You can't know what fields are missing from a macro. So this can't be implemented as a macro

You could actually do it in a macro in one of two ways:

  1. You could write a proc macro that generates a macro_rules macro from the struct definition. That's definitely doable, though the ergonomics around this are a lot worse than solution two:

  2. You could have a two part solution. You'd have a generic builder trait, write a derive for that trait, as well as a macro to invoke the builder trait for the struct. Then consumers slap on the derive and can use the macro when invoking the struct, which replaces struct field initializers with method calls on the builder. It's still a heavy solution (lots of generics and macros), and the ergonomics are still pretty bad (you'll get an error message about the builder struct, and macros inhibit IDE support and generics/macros increase the compile time). I used a variant of this approach in my rubber_duck crate to emulate named and default parameters for method calls.

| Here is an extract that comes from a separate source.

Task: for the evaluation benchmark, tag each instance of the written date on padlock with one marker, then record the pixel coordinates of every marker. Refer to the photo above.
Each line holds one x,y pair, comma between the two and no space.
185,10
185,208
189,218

Though you can do it in a macro I don't think people will try using it because of the overhead of using a macro.

Off-Topic-ish: Generally, I support the "try it as a macro first" attitude. But as the non-macro IDE experience gets better, macros come with a higher cost of not being IDE friendly, and I'm not sure how to fix that effect... I'd love some sort of way to hint to rust-analyzer and others tools what a macro usage expects both syntactically and type-wise, like a standard way to provide a grammar.... but that's also not something one can just prototype with a macro or casually test :frowning:

There are two major semantic problems here:

  • ? should primarily imply Result, not Option, and
  • ? acts like a monad bind, while here its simply a conversion.

The correct way to instantiate a struct without writing Some everywhere is to use .into().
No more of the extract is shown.